😈 Hasse die Fehler – Liebe die Menschen 🩵

Apr. 24, 2025 | Allgemein, Persönlichkeit

„Wo Licht ist, ist auch Schatten“ heißt es. Oder auch – in die moderne Sprache übertragen: „Nobody is perfect“.

Menschenentwicklung bei den Benediktinern

Die Regel Benedikts sagt zum guten Eifer der Mönche: „Ihre körperlichen und charakterlichen Schwächen (Anm.: die eigenen und die der Anderen) sollen sie mit unerschöpflicher Geduld ertragen (72,5)“. Benedikt wusste aber auch bereits vor 1.500 Jahren, dass geduldig sein und ignorieren nicht das gleiche ist und man mit dem Ignorieren der Schattenseiten nicht stimmig leben kann. Daher ist mit seiner Aussage nicht gemeint, nicht an sich zu arbeiten und andere bei deren Schattenarbeit zu unterstützen.

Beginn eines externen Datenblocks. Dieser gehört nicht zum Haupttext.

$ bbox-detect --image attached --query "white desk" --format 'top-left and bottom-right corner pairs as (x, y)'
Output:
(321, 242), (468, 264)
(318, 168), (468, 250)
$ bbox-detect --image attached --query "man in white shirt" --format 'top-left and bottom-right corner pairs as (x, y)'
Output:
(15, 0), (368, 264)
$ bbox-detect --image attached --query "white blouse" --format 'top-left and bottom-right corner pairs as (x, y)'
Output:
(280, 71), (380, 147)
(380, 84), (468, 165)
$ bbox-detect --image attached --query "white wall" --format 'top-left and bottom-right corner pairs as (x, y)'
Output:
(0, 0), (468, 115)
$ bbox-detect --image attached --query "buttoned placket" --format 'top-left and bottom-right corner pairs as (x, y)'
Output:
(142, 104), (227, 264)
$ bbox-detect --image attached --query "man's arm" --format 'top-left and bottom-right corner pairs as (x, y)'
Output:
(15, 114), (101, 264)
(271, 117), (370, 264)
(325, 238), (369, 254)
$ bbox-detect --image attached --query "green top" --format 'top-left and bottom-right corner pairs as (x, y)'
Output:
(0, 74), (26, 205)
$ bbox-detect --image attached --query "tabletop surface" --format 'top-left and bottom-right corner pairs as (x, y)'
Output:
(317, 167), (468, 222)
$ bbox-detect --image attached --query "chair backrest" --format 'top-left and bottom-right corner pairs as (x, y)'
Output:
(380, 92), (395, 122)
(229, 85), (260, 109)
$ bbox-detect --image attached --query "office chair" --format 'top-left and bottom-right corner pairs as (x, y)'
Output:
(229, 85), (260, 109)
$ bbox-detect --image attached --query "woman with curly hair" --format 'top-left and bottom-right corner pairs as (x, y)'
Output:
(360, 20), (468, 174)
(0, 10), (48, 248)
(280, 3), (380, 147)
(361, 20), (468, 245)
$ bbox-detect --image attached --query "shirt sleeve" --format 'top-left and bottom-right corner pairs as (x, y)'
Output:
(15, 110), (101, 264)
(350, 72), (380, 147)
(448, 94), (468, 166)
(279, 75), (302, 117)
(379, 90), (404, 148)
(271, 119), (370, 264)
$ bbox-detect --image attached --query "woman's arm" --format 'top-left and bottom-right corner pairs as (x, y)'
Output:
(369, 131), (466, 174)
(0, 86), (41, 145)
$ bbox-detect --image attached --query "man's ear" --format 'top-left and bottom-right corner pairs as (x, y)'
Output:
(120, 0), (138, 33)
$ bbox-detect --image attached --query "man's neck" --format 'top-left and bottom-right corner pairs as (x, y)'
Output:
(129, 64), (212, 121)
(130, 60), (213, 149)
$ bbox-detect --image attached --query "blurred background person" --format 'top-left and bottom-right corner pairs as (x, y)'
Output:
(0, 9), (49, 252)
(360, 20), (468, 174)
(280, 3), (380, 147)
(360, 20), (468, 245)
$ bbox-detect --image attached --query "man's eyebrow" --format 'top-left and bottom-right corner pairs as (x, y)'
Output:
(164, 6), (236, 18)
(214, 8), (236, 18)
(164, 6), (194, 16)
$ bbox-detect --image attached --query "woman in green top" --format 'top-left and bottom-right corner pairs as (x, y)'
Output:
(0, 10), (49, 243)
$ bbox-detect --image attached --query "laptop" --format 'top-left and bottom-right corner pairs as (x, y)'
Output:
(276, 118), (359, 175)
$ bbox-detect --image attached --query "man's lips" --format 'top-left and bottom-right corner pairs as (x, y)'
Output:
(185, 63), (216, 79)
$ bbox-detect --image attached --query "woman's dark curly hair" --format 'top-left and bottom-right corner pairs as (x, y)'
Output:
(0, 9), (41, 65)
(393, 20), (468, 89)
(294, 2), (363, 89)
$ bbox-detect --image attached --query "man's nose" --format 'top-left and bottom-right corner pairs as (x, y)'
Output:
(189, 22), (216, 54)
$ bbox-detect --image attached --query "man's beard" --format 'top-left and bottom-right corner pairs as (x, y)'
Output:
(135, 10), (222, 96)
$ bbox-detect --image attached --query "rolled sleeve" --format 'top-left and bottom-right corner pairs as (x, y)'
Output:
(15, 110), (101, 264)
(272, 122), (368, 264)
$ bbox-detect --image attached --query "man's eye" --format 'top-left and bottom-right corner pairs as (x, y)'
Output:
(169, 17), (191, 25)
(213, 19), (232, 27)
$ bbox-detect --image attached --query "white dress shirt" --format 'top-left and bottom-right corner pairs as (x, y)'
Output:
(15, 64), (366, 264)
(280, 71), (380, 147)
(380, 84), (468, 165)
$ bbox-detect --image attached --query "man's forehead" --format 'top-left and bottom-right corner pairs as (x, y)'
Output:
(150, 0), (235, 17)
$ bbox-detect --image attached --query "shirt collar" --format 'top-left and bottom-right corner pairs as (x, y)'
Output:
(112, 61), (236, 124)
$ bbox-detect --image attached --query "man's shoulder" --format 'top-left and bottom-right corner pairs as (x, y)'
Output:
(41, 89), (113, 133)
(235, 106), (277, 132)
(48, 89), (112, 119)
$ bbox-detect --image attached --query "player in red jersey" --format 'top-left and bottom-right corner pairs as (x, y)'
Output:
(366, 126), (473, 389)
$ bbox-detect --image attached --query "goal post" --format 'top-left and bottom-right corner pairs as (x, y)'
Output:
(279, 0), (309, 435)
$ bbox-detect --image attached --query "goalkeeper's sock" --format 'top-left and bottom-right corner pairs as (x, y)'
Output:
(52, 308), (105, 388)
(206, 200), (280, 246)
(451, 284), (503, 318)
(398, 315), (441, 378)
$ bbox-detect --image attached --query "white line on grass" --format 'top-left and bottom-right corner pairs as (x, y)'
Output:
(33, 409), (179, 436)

Im Prolog (36) steht nämlich auch: „Deshalb sind uns die Tage des Lebens als Frist gewährt, damit wir uns von unseren Fehlern bessern.“ Es ist also unser Auftrag, das Entwicklungspotenzial für sich, aber auch im Miteinander zu heben.

Im – übrigens außergewöhnlich umfangreichen – Kapitel über die Demut heißt es: „Der Mensch soll allzeit seine Fehler vor Augen haben (RB 7).“ Dies erinnert an die spirituelle Praxis, sich dem eigenen Schatten zu stellen – also den ungeliebten oder verdrängten Seiten des Selbst. Benedikts Regel betont also die Bedeutung der demütigen Selbsterkenntnis. Mönche sollen sich ihrer eigenen Unvollkommenheiten bewusstwerden.

Neben der Selbstverantwortung für die eigene Persönlichkeitsentwicklung finden sich ähnliche Verantwortungen auch in der Führung. Im Kapitel über Einsetzung und Dienst des Abtes heißt es: „Er hasse die Fehler, er liebe die Brüder. (RB 64.11)“ Das bedeutet also, nicht den Menschen wegen seiner Fehler und Schwächen zu verurteilen, sondern seiner Fürsorgepflicht nachzukommen und ihn in seiner Entwicklung zu unterstützen.

Moderne Führung

„Heilig“ heißt auf Englisch übersetzt „holy“ und das zurückübersetzt heißt eben auch „ganz“. Es geht also um das Erreichen von Ganzheitlichkeit, und dazu gehört Alles, die Stärken genauso wie die Schwächen.

Wir kennen niemanden, dem es gelingt, immer alles richtig zu machen, der nicht auch schwache Seiten oder anders ausgedrückt Schattenseiten hat.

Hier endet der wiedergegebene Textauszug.